Жаль только, что с кнутом заминка.
Надо, конечно, показать и крепость руки, и все прочее, но тут я пока ничего не придумал, так что моему ученику оставался весьма ограниченный ассортимент – суровый голос, властный тон и угрожающий намек на спрос по всей строгости.
Вот как сейчас.
– …Но уж и не серчайте на меня, ежели что. Не желаю перед своим отъездом срам прияти пред государем, а потому взыскивать за упущенья стану по всей строгости, ибо кому многое дано, с того многий спрос…
Вот так. Ожечь кнутом нельзя, так хоть погрозить им для острастки.
А иначе никак.
Быть, а не казаться – лозунг замечательный, но для царей неприемлемый. Что уж говорить про Федора. И казаться надо именно тем, кем надо, то есть кем хотят тебя видеть, а армии во все времена подавай твердую руку, а не слюнявые демократические свободы.
Но я отвлекся, а меж тем моноспектакль продолжался.
– …Нет у меня ныне опаски о ворогах, потому внутри града ратников можно было бы и вовсе не ставить, ибо под защитой крепкой длани Дмитрия Иоанновича бояться неча, потому сторожу в самом Кремле ставлю ныне лишь для прилику, из полка Стражи Верных, коим вверяю…
А это уже на десерт и вновь для Басманова, чтобы видел – не расслабился Годунов, не решил, что теперь ему и впрямь нечего бояться, и нужные меры принял.
Боярин – не дурак, прекрасно понял.
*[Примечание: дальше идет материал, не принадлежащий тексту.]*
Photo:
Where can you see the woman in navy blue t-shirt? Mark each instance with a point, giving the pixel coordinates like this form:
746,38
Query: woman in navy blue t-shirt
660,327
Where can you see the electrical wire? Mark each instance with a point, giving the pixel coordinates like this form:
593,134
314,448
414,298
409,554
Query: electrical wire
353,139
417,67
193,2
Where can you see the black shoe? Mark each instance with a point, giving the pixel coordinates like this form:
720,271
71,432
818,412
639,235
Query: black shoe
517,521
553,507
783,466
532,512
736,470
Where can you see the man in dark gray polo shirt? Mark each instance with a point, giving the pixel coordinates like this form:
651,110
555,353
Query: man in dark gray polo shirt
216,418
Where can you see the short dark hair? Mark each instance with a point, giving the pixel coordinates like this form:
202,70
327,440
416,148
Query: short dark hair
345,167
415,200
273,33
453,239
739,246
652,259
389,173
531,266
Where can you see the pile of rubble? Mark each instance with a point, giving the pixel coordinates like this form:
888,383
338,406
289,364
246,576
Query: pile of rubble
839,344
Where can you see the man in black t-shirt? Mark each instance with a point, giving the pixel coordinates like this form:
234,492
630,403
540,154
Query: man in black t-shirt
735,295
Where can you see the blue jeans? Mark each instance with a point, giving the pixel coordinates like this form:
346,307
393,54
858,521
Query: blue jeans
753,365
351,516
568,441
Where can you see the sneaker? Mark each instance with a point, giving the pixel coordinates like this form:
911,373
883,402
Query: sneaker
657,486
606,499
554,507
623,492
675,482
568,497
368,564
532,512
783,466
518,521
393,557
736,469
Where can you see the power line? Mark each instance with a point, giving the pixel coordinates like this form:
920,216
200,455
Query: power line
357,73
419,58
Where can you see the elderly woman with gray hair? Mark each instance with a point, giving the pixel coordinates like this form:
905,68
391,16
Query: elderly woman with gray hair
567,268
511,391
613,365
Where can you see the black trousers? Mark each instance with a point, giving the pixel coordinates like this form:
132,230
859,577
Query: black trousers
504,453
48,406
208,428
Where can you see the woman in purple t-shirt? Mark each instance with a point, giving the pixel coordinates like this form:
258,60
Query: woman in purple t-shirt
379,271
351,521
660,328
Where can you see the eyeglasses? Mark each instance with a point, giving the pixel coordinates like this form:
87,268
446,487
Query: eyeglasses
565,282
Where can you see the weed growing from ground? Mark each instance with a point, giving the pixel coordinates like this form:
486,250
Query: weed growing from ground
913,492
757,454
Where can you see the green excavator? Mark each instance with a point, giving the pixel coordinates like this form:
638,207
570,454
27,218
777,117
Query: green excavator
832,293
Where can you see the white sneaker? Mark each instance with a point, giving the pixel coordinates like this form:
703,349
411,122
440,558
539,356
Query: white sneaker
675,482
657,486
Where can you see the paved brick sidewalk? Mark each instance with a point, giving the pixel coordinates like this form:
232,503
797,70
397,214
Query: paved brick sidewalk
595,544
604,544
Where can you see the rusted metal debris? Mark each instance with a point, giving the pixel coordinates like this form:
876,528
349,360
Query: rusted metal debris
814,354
Вон как заерзал на своем полавочнике: уразумел, что власть в Москве вроде бы почти его, если не считать наместника, а приглядеться – нет ее.
В Кремле наши с Зомме люди, да и в остальных частях города тоже не его – поручения-то они получили напрямую от самого престолоблюстителя, а значит, и отчет, случись что, держать в первую очередь перед ним…
В целом итогом этого заседания я остался доволен, но, увы, мои испытания на сегодняшний день не закончились.